I find myself compelled to write a series of essays on Rudolf Steiner’s occult philosophy. This is the first one.
I discovered Steiner when I was undergoing an initiatory crisis induced by unprotected psychedelic use, in my early thirties. Most of my journeys were good, but a few were terrifying.
In one trip on the synthetic psychedelic DPT (I write about this episode in Breaking Open the Head and 2012: The Return of Quetzalcoatl), my friend and I managed to “break on through to the other side”: We seemed to find ourselves in another dimension together. This hallucinatory world was populated by vaguely velvety, taloned entities that seemed like something from Aleister Crowley’s weird imagination (with flecks of Aubrey Beardsley and Oscar Wilde). We both had the sense that these beings were arrogant, haughty, mocking us. It felt like they were having a fabulous, orgiastic party at a palatial Edwardian mansion. We had crashed uninvited, and they were annoyed.
In the weeks after this trip, I kept having visions, as well as synchronicities, paranormal and supernatural episodes. When I closed my eyes, I would see other, flickering worlds. My friend — she was, luckily, a witch — finally did an improvised exorcism with me to dispel the energy and close the gateway, which helped a bit.
This was one of a number of experiences that convinced me the occult – as described by Crowley, WB Yeats, Dion Fortune, Blavatasky, Castaneda, and so on – is not just an object of anthropological curiosity. There are occult dimensions, linked to our own. This is also why I find the current discourse on the psychedelic renaissance constrained and tame. Beyond the use of psychedelics to cure depression or boost innovation, we have bigger fish to fry!
Back then, I was looking for answers. I found Crowley’s and Castaneda’s descriptions of the occult realms to be dark, destabilizing – like taking a 4am Subway through Times Square in the mid-1970s, where nothing good could happen. I became scared that the other realms were malevolent places – the subtle realms outside of normative “Capitalist realism” were cruel, alien, inhuman. Even Gurdjieff (who still fascinates me) focused on the negative aspects. He described the Moon, for example, as a gigantic spiritual being that consumed our souls after we died. Humans seemed like helpless playthings of an occult reality beyond what we could conceive.

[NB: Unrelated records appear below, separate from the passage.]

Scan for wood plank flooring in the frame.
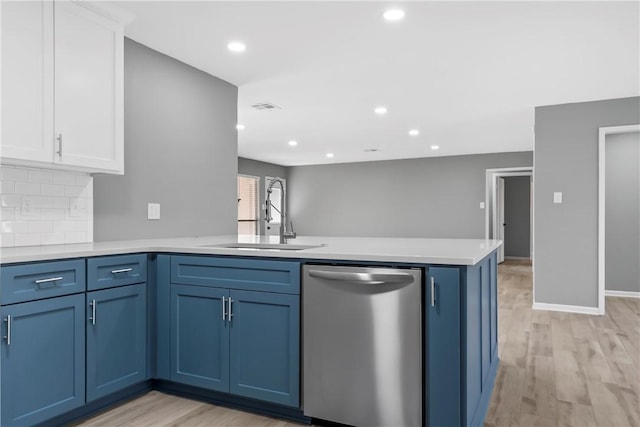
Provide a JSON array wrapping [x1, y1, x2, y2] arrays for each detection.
[[485, 260, 640, 427], [74, 260, 639, 426]]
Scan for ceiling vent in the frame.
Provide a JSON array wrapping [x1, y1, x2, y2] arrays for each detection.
[[251, 102, 281, 111]]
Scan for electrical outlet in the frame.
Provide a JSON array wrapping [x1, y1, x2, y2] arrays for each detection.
[[21, 198, 34, 216], [147, 203, 160, 220], [70, 201, 81, 218]]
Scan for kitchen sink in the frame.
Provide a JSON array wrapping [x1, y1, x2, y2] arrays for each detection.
[[201, 242, 325, 251]]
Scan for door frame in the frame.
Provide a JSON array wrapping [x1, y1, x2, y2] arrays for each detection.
[[598, 124, 640, 315], [485, 167, 533, 254]]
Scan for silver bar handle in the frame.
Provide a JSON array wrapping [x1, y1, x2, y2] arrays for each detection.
[[431, 277, 436, 307], [34, 276, 63, 285], [111, 268, 133, 274], [89, 299, 96, 325], [308, 269, 414, 285], [56, 133, 62, 157], [222, 296, 227, 321], [4, 315, 11, 345], [228, 297, 233, 321]]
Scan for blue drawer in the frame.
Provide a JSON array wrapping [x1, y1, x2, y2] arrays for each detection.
[[1, 259, 86, 305], [171, 256, 300, 294], [87, 254, 147, 291]]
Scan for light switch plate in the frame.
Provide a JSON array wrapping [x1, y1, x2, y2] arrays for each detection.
[[553, 192, 563, 204], [480, 202, 485, 209], [147, 203, 160, 220]]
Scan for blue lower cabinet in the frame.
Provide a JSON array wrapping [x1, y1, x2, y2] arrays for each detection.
[[427, 267, 461, 427], [169, 283, 300, 408], [86, 283, 147, 402], [170, 284, 230, 391], [229, 290, 299, 407], [1, 294, 86, 427]]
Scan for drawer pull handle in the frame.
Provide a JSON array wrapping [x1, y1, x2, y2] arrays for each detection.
[[34, 276, 63, 285], [89, 300, 96, 325], [4, 316, 11, 345], [111, 268, 133, 274]]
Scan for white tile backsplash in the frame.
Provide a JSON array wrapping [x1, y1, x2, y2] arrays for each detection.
[[0, 165, 93, 247]]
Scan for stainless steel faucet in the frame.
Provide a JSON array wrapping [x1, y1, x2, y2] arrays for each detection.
[[265, 177, 296, 244]]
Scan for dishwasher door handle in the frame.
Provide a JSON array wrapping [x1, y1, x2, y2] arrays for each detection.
[[307, 269, 415, 285]]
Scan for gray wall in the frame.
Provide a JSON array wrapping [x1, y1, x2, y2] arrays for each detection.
[[605, 131, 640, 293], [288, 151, 533, 238], [238, 157, 288, 235], [94, 39, 238, 241], [504, 176, 531, 258], [534, 97, 640, 308]]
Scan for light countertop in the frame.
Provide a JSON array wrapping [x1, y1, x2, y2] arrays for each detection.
[[0, 235, 502, 266]]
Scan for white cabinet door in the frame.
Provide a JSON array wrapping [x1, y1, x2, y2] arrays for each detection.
[[1, 1, 54, 164], [53, 1, 124, 174]]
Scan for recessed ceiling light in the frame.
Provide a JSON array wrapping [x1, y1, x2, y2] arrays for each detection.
[[383, 9, 405, 21], [288, 140, 298, 147], [236, 124, 245, 130], [364, 148, 379, 152], [326, 153, 334, 158], [431, 145, 440, 150], [409, 129, 420, 136], [374, 106, 387, 115], [227, 41, 246, 53]]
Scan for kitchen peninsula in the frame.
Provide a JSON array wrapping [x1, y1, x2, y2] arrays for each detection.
[[0, 236, 500, 427]]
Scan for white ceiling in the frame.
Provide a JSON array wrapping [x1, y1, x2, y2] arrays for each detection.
[[114, 0, 639, 166]]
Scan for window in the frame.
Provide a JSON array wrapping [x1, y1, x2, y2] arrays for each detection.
[[237, 175, 259, 235]]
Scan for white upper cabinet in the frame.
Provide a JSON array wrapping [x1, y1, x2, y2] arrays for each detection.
[[1, 1, 54, 163], [1, 0, 125, 174]]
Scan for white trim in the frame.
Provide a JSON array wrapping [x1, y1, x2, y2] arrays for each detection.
[[485, 165, 535, 312], [504, 256, 531, 261], [532, 302, 601, 316], [598, 124, 640, 316], [605, 290, 640, 299]]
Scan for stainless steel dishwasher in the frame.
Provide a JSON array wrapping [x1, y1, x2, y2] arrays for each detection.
[[302, 265, 422, 427]]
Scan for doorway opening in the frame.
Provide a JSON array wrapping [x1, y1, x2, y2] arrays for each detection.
[[598, 125, 640, 314], [485, 167, 533, 263]]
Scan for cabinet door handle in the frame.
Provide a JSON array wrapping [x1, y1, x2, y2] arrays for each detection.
[[34, 276, 63, 285], [222, 296, 227, 321], [89, 300, 96, 325], [4, 315, 11, 345], [431, 277, 436, 307], [228, 297, 233, 321], [56, 133, 63, 158], [111, 268, 133, 274]]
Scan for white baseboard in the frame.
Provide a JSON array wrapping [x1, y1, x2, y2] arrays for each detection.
[[532, 302, 601, 315], [504, 256, 531, 260], [605, 290, 640, 298]]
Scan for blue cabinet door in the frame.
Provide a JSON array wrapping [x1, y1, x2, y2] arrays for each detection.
[[86, 283, 147, 402], [229, 290, 300, 407], [1, 294, 85, 427], [170, 284, 229, 392], [427, 267, 461, 427]]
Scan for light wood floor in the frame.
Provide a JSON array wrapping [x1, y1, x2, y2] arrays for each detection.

One night, during my crisis, I ran into Neil Martinson, an old friend. Neal had become a devoted student of Steiner’s. He lived in an Anthroposophic church in San Francisco. Over the course of several hours, he explained Steiner’s cosmology to me in a way that was deeply healing and centering. Over the next few years, I must have read twenty books by Steiner, plus tons of his lectures (which are all freely available online), along with a number of books about him. I read Steiner hypnotically, repetitively, letting his ideas and overarching thought-structure slowly seep into my Psyche.
I believe Steiner is one of the most important thinkers for us now1, even though he remains completely inaccessible to most people today. Steiner would not be surprised at this. He understood that what he called the influence of “Ahriman” – the spiritual force of rationalism and materialist technology – would penetrate deeper and deeper into the collective consciousness over the next century. The Ahrimanic influence traps people in reductive rationality, empiricism, and nihilism. Without knowing it, they lose access to what Steiner defined as our higher cognitive faculties – “intuition,” “inspiration,” and “imagination” – and lack the tools to question the prevailing ideology. Steiner’s approach to the nature of existence is so different from what we generally encounter in our postmodern techno-culture that we have to reach an entirely new perspective — a new consciousness — to access what is meaningful, profound, and transformative in his way of thought.